Now before someone says: “Whoa, Dictation isn’t problem free”. Let me say there are some problems, but there are some easy solutions. The first problem is Dictation isn’t perfect and doesn’t always record your words perfectly. But I’ve found it is easier to dictate from written text because all of the punctuation is in there and you can see what is coming and make adjustments. The first key to good results whether you are reading text or speaking extemporaneously is to slow down a little. I do mean a little. You.....don’t.....have....to....speak....like.....this. You just need to slow down a little so that you are sure to be placing the spaces between the words as opposed to ramming them together like we often do when we speak. You also need to speak clearly and don’t mumble. I’ve found when I speak too fast I get downright error where dictation missed what I was saying. When I slow down a bit, Dictation gets most of the words right or close to right. By close to right I mean some words have blue line under them for example Dictation may not know you if you meant there, their or they’re. Clicking on the blue line brings up a popup with alternate words it thinks you might have meant. Click on one of the other choices and it will replace the original word. These are quick fixes, tap on the words with the blue line and see the alternate spellings or words you can substitute. There are certain words, particularly cooking terms or ingredient names in recipes, that are guaranteed to trip up Dictation. I dictated a blog on making Paellas a few weeks ago. Even though I pronounced it distinctly, Dictation just didn’t get it. So I used a substitute word that would not otherwise occur naturally in the text. The word I used was “Peter”. For this blog on YummySoup! I used “yummy”. When I bring the text into Pages for the Mac, I used Find & Replace to replace my substitute words with the actual words.
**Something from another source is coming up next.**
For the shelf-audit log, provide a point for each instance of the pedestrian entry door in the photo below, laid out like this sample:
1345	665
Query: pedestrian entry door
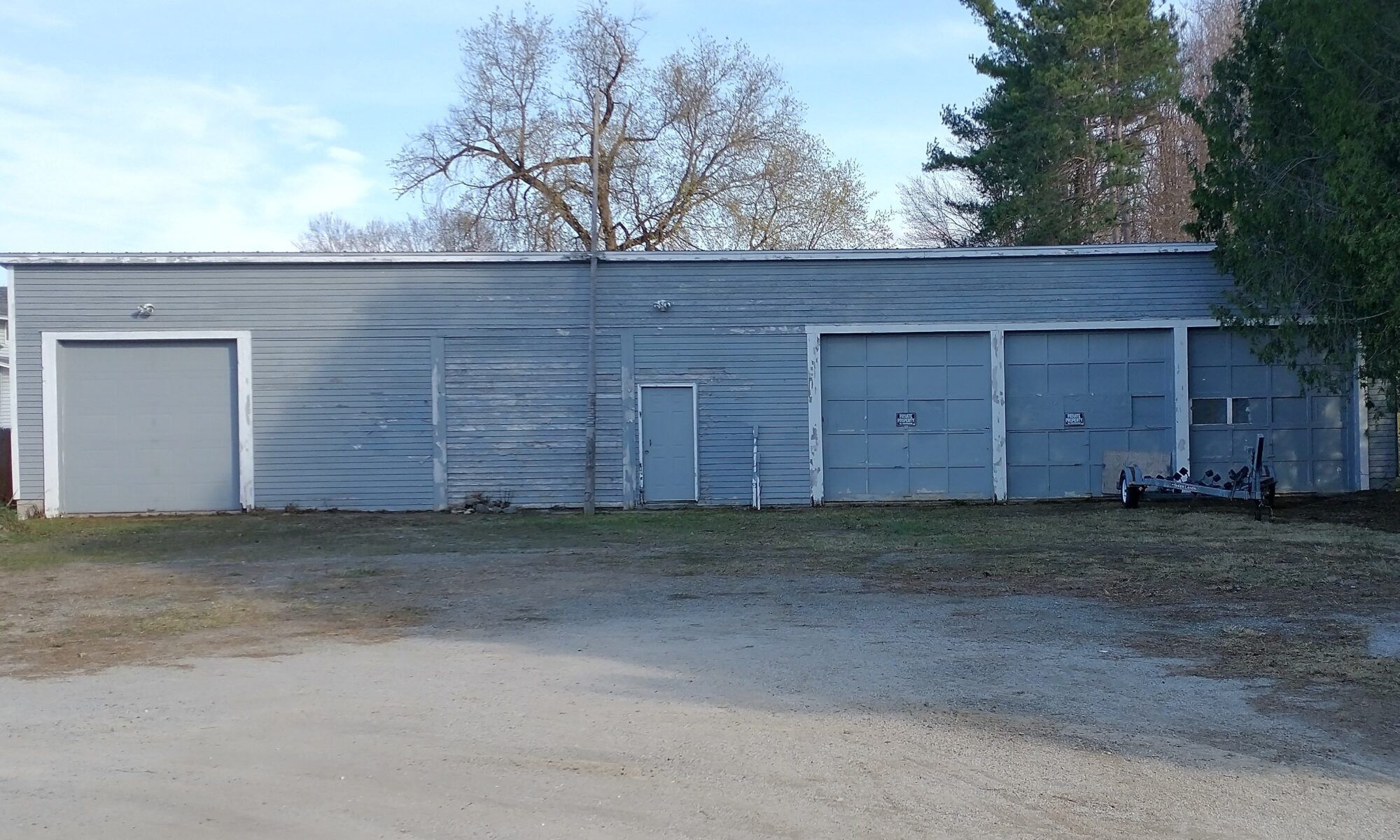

Then I give the document a final proof read. You must be very careful in your proofing because the types of mistakes Dictation makes are subtle. What it screwed up sounds like (and often reads like} what you meant to say.
So there you have it, a great way the iPad can increase you productivity on your Mac or PC. The example I used here was for YummySoup! for the Mac, but this tip can be used for other long documents you need to write on your PC or Mac. Dictate it to the iPad and email it to yourself so you can copy paste it into your document on the computer.
If you have YummySoup! on the Mac, then you can decide if having a read only version of YummySoup! on your iPad has benefits for your. For me having a copy of my grilling recipes with me on my iPhone or iPad can be very handy. Also it is far easier to bring the iPad, with it’s smaller footprint, into the Kitchen. There are refrigerator mounts for the iPad that get the device completely out of the way. Also if you have something splash onto the iPad, it has just the home button and not a keyboard to worry about. As I mentioned the developer of YummySoup! has stated he has big plans for version 2 of the product. As a long term YummySoup! User I’m thrilled to have the read only version 1, but you can always wait for version 2.